The output layer may be composed of four units for Ka and Jd.

Here, the output of each unit is expressed by the following equation.

y-f (Σωi・yi-h) where y: output of unit, yi: output of unit i in the previous layer, ωi: weight for unit i in the previous layer, h: constant function f (x) is shown in Figure 8. The function shown in (a) is used. f
As (x), various modifications such as those shown in FIG. 8(b) can be considered.

In this method, it is important to determine the weights that connect each unit, and the feature is that the weights can be determined by a learning function by having an expert provide information on how to determine parameters for several feature quantity patterns. Several methods have been proposed as learning algorithms.

Another example is a method of using an expert system type knowledge base as the inference mechanism.

In this case, geomembrane inference can be used to reach a conclusion by repeatedly adapting the rules, so this method is advantageous for controlled objects that require complex reasoning or reasoning that uses mathematical information. becomes.

The present invention can use both initial parameter adjustment and parameter modification during operation, but in the case of initial adjustment, the original command value may not include sufficient frequency and all parameters may not be inferred. In such a case, a command value generator 13 and a switch 14 are provided internally as shown in Fig. 9, and the output of the command value generator 13 is used as the command value in the initial adjustment. This can be handled by switching to the command value.

[Effects of the Invention] As described above, according to the present invention, by providing a means for simulating a disturbance response and a parameter inference mechanism that simultaneously evaluates a command value response and a disturbance response to determine parameters of a control device, It is possible to provide an automatically adjusting control device in which control parameters are automatically adjusted so that both value response and disturbance response are good, and the precision and reliability of the control device can be improved without requiring adjustment by a skilled operator. .
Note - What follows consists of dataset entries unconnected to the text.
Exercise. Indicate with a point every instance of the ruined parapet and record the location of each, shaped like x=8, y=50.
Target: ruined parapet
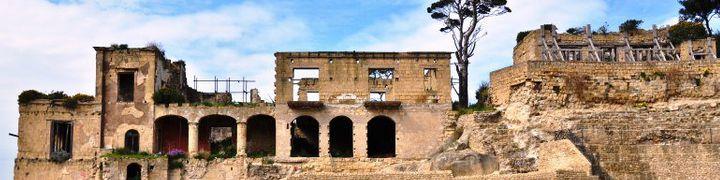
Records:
x=255, y=96
x=546, y=44
x=342, y=77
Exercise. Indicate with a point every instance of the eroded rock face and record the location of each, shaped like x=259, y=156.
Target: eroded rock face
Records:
x=465, y=162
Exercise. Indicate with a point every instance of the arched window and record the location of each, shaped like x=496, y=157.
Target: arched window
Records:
x=134, y=172
x=381, y=137
x=260, y=136
x=304, y=140
x=341, y=137
x=171, y=132
x=132, y=141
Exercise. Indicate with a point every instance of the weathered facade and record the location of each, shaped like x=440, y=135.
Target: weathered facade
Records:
x=346, y=104
x=566, y=69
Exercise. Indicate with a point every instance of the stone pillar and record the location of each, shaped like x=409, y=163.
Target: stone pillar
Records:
x=359, y=140
x=192, y=138
x=241, y=139
x=324, y=141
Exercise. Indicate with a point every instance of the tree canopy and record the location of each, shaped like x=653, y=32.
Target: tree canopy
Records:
x=699, y=11
x=461, y=18
x=630, y=26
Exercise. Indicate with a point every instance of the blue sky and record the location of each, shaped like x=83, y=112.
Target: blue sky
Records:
x=46, y=45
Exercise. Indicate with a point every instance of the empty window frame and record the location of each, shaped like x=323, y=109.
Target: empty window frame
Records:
x=313, y=96
x=429, y=72
x=61, y=137
x=302, y=73
x=377, y=96
x=126, y=86
x=381, y=73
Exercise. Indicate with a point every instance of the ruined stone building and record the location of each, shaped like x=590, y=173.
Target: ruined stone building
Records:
x=572, y=106
x=327, y=104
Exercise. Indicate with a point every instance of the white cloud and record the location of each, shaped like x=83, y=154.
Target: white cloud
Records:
x=416, y=31
x=48, y=46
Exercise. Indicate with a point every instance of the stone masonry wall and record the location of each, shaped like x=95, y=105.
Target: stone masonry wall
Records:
x=344, y=75
x=564, y=83
x=35, y=124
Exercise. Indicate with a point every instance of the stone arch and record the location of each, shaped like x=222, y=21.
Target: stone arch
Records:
x=132, y=141
x=133, y=172
x=217, y=134
x=341, y=137
x=304, y=141
x=260, y=135
x=381, y=137
x=171, y=132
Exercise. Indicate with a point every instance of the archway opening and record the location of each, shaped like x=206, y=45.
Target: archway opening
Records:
x=133, y=172
x=171, y=132
x=381, y=137
x=304, y=140
x=260, y=136
x=132, y=141
x=341, y=137
x=217, y=134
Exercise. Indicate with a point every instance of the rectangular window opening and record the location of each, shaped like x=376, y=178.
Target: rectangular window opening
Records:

[Brief explanation of the drawing]

Fig. 1 is a functional block diagram for explaining the present invention in detail, Fig. 2 is a block diagram showing an embodiment of the present invention, and Figs. 3 to 5 are for explaining the operation of the embodiment. diagram,
FIGS. 6 to 9 are diagrams for explaining other embodiments of the present invention. DESCRIPTION OF SYMBOLS 1... Control calculation device, 2... Disturbance response calculation unit, 3.
...Rameter adjustment means.

Claims (1)

[Claims] A control device that outputs a manipulated variable of a controlled object from a command value and a detected value of the controlled object includes a disturbance response calculator that simulates a disturbance response, and a disturbance response by inputting the output of this disturbance response calculator and the command value. a control calculation device having the same characteristics as the control device that outputs the operation amount of the calculation unit; a storage device that stores the command value, the detected value of the controlled object, and the disturbance response output from the disturbance response calculation unit; Feature extracting means for extracting feature quantities of a controlled object from data stored in the storage device; and parameter inference for determining parameters of the control device and disturbance response calculator from the feature quantities output from the feature extracting means. An automatic adjustment control device comprising: a parameter inference mechanism; and parameter adjustment means for adjusting parameters of the control device and the disturbance response calculator according to the output of the parameter inference mechanism.